KULONPROGO – Rasa waswas selalu berkecamuk di benak Sukijan. Terlebih saat hujan deras berlangsung lama. Seolah telah menjadi rutinitas. Sukijan dan istrinya, Sumarmi, 58, harus mengungsi. Ke tempat yang dirasa aman. Di salah satu rumah kerabatnya. Dia akan kembali lagi ke rumahnya di Dusun Tonogoro, Banjaroya, Kalibawang, Kulonprogo. Rumahnya berada di zona merah rawan longsor. Tapi apa boleh buat. Sukijan tak punya rumah lain. Yang lebih aman dan nyaman.
Rumah Sukijan termasuk yang paling dekat dengan retakan tanah yang muncul sejak 2015. Retakan tanah terus merekah setiap kali diguyur hujan. “Saya hanya bisa pasrah,” ungkapnya, Kamis(7/3).
Perbukitan Tonogoro sudah lama menjadi pantauan BPBD Kulonprogo.
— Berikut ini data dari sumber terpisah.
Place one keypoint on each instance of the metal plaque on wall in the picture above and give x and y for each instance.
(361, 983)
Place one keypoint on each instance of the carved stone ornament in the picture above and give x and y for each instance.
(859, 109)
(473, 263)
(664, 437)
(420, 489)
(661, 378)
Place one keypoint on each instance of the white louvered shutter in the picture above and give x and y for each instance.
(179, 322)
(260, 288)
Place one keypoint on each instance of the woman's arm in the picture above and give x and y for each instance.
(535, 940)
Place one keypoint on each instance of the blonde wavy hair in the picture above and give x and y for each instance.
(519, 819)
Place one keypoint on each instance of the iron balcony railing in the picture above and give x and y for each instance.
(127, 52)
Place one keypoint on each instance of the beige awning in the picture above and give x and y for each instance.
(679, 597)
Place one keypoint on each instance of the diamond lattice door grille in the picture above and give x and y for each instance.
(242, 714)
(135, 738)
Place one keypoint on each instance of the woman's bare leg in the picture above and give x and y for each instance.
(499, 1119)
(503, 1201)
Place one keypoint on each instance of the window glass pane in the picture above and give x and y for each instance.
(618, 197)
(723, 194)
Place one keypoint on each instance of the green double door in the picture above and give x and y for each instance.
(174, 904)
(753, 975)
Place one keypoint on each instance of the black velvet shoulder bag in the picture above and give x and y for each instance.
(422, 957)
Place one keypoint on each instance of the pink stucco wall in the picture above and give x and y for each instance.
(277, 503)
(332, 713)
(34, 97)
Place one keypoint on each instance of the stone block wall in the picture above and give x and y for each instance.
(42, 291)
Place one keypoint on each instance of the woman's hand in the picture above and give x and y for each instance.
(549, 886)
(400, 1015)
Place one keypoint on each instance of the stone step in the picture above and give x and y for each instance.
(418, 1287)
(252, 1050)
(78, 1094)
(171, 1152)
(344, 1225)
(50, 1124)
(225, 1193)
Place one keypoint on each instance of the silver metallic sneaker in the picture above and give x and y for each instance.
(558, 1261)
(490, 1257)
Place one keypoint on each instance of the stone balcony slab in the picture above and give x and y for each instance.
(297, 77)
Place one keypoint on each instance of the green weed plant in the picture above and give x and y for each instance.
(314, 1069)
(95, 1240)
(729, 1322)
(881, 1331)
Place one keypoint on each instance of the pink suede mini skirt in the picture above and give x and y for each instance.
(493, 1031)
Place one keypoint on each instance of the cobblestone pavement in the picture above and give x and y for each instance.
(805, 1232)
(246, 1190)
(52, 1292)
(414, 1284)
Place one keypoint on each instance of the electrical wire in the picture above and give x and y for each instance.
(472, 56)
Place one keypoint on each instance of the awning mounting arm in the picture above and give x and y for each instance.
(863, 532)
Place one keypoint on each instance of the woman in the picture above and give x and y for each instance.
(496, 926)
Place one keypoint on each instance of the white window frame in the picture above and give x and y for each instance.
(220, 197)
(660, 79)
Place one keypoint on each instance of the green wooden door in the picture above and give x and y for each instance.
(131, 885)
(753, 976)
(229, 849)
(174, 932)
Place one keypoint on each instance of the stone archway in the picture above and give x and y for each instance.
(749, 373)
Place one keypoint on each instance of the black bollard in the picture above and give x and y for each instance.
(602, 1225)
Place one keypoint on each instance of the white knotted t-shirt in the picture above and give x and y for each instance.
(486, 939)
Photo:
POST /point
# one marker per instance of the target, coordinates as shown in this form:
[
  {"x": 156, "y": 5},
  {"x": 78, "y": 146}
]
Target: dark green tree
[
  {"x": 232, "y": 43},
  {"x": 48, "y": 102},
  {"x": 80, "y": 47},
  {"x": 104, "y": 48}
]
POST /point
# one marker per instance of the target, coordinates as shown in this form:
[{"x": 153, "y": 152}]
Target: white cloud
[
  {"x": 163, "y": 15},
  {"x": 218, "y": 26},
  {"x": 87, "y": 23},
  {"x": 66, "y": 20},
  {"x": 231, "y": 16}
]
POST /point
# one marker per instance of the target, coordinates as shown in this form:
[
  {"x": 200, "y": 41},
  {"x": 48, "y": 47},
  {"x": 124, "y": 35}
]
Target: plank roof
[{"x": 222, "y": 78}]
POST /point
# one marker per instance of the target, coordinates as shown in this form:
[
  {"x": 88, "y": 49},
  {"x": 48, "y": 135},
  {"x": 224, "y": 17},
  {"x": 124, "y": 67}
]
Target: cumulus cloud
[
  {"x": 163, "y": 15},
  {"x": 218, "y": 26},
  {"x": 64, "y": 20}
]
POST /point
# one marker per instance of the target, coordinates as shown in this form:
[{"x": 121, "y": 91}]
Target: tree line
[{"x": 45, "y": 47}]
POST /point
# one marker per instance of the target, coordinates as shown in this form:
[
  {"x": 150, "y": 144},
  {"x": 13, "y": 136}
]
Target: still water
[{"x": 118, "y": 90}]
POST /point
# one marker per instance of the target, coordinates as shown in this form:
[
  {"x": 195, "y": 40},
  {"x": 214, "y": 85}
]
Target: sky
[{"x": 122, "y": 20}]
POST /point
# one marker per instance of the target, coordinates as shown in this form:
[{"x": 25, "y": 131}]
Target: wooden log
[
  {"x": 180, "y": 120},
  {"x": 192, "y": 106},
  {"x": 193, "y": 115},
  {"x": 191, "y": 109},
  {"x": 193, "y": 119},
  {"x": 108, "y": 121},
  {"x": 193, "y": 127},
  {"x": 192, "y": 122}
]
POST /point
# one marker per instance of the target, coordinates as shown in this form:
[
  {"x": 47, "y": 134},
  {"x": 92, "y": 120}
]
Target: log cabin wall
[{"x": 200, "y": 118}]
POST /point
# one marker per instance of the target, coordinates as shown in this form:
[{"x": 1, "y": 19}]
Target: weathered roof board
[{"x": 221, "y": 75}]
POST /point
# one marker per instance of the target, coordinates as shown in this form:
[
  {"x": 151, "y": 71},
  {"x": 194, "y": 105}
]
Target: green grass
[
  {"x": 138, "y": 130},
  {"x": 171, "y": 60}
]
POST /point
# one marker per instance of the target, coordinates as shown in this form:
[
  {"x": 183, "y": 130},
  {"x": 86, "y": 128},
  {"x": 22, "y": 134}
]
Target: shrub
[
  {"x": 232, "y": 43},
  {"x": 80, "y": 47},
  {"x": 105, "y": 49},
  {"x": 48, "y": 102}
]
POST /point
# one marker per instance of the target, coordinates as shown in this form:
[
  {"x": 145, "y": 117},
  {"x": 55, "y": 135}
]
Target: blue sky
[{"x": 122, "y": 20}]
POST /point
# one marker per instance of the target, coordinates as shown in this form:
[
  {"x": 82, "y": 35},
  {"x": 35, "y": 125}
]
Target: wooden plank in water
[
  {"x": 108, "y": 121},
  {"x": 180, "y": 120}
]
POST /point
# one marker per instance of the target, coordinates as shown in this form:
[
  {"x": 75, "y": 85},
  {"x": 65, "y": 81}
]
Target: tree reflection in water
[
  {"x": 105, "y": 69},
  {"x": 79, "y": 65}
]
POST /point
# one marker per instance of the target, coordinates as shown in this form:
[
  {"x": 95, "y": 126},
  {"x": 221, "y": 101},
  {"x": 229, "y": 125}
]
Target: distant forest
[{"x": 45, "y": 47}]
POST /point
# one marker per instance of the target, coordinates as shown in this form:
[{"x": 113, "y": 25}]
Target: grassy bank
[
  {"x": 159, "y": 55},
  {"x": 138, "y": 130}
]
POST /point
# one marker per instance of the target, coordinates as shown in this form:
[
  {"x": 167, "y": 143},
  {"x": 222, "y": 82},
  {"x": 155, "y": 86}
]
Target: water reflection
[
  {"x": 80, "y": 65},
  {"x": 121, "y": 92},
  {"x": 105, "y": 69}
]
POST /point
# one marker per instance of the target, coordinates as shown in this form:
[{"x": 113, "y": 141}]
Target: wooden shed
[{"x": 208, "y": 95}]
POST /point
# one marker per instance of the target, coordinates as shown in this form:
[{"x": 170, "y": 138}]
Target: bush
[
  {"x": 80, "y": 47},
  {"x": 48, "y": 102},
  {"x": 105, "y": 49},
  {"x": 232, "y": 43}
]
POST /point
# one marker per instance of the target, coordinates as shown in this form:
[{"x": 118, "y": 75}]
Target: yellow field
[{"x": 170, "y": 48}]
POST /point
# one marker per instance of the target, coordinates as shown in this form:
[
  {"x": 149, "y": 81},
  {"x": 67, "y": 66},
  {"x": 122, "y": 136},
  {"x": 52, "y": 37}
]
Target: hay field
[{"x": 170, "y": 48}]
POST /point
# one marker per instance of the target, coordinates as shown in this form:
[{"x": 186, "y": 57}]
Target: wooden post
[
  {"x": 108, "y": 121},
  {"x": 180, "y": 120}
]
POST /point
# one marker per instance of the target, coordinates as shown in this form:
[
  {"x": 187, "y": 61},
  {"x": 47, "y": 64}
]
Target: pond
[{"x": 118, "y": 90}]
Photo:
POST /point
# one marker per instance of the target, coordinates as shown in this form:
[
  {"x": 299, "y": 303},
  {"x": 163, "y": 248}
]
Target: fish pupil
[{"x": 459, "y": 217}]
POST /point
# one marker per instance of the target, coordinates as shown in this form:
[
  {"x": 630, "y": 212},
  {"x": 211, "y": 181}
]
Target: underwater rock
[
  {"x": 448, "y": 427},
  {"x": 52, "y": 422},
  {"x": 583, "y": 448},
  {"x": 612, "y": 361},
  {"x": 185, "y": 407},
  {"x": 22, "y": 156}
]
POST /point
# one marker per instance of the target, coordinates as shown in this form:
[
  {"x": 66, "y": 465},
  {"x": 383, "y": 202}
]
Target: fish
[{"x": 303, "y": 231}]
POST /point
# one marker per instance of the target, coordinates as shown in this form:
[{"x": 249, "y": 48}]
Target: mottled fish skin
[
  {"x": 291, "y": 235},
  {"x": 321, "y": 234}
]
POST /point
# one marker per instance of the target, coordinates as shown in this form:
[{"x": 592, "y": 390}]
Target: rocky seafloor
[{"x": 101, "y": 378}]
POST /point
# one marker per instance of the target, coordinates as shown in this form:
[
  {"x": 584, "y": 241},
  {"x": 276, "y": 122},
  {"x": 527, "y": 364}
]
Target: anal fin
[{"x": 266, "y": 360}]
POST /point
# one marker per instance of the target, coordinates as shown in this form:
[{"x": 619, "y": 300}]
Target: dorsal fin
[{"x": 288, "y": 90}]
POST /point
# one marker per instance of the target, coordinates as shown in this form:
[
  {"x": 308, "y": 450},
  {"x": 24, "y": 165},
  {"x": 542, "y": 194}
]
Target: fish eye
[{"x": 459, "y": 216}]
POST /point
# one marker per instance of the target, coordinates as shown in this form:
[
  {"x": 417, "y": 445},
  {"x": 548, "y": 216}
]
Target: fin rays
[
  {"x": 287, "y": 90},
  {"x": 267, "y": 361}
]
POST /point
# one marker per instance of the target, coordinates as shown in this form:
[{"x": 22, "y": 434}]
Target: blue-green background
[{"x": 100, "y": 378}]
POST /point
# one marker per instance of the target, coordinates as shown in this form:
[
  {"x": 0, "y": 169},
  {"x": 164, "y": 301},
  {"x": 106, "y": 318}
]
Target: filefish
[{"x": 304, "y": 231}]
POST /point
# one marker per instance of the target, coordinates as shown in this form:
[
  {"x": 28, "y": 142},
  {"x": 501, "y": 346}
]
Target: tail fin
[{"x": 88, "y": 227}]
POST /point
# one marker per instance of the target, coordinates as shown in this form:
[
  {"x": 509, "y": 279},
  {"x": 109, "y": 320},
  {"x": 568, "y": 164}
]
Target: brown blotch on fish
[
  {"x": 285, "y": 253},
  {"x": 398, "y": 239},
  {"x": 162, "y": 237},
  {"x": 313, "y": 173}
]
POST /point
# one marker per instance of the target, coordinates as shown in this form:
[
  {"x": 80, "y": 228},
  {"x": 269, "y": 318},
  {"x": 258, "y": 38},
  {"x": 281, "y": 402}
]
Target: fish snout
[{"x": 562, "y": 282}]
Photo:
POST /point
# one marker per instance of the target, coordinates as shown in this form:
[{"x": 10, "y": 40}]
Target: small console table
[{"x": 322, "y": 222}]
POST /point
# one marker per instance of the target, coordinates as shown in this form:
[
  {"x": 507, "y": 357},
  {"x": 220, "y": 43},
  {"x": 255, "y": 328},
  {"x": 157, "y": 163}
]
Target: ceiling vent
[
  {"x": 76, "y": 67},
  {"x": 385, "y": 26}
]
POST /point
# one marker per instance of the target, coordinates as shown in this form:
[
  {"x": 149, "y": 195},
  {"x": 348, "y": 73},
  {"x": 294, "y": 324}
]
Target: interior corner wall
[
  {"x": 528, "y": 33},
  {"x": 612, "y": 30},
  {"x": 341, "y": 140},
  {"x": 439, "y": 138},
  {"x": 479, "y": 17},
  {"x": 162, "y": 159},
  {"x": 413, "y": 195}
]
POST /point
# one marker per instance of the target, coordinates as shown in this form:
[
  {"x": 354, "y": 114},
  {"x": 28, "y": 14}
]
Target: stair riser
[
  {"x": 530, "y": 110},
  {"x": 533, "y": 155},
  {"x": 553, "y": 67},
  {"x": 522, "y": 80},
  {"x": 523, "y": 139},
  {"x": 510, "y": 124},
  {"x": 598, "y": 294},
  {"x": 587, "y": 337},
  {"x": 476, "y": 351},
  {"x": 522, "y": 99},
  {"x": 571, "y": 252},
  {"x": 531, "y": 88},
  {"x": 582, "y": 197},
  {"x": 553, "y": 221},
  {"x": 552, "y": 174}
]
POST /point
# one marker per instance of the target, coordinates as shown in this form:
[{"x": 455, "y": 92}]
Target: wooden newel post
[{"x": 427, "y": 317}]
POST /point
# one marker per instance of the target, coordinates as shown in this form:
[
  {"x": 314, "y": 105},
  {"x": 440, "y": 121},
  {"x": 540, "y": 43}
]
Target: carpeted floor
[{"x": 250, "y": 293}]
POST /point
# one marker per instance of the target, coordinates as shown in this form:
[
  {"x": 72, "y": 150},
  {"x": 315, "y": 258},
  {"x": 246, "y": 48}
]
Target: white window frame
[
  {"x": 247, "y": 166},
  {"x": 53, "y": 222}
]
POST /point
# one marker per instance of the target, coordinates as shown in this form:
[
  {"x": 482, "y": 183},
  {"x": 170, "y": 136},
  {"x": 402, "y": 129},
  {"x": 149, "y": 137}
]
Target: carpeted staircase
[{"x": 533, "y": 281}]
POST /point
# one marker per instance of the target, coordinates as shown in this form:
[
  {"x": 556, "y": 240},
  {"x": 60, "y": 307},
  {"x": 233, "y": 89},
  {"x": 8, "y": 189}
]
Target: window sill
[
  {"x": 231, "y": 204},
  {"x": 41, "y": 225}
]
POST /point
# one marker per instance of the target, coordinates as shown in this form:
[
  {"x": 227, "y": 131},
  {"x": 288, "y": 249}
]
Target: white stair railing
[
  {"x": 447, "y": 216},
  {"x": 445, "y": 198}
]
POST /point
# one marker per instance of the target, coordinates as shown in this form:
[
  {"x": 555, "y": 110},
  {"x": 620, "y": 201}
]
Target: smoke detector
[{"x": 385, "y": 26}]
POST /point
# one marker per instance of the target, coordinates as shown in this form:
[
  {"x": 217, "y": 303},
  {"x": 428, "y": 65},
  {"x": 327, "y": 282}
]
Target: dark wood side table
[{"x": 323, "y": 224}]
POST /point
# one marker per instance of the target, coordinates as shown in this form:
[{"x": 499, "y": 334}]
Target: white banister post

Tim reaksi cepat pun khusus disiagakan di kawasan itu. Namun hingga kemarin, rencana pemasangan early warning system (EWS) pendeteksi tanah longsor masih sebatas wacana. “Masih dalam pembahasan,” ujar Kepala Pelaksana BPBD Kulonprogo Ariadi.
Ironisnya, Ariadi mengetahui jika retakan tanah tersebut sudah terjadi cukup lama. Hampir empat tahun lalu. Bahkan pencarian solusi dengan menggandeng akademisi Universitas Gadjah Mada juga masih sebatas wacana. Dia justru mengklaim bahwa untuk saat ini belum perlu relokasi warga. Alasannya, kawasan tersebut masih tergolong aman. Dia hanya mengimbau warga di lokasi rawan longsor untuk aktif menanam pohon pengikat tanah. Upaya itu diyakininya bisa meminimalisasi tanah longsor.
Trauma tanah longsor juga dialami Walijah. Warga Padukuhan Kaligatuk, Srimulyo, Piyungan, Bantul. Betapa kagetnya perempuan 45 tahun itu ketika mendengar suara gemuruh pukul 04.30, Kamis(7/3). Saat itu dia hendak beranjak ke dapur. Namun diurungkannya. Walijah lantas keluar rumah melihat apa yang terjadi. Belum surut rasa kagetnya, Walijah mengaku panik sat melihat reruntuhan tanah dan batuan menutup jalan dekat rumahnya. Persis di sisi barat tempat tinggalnya itu.
”Itu longsor pertama. Tak terlalu parah. Longsor kedua pukul 07.30 makin parah,” ungkapnya.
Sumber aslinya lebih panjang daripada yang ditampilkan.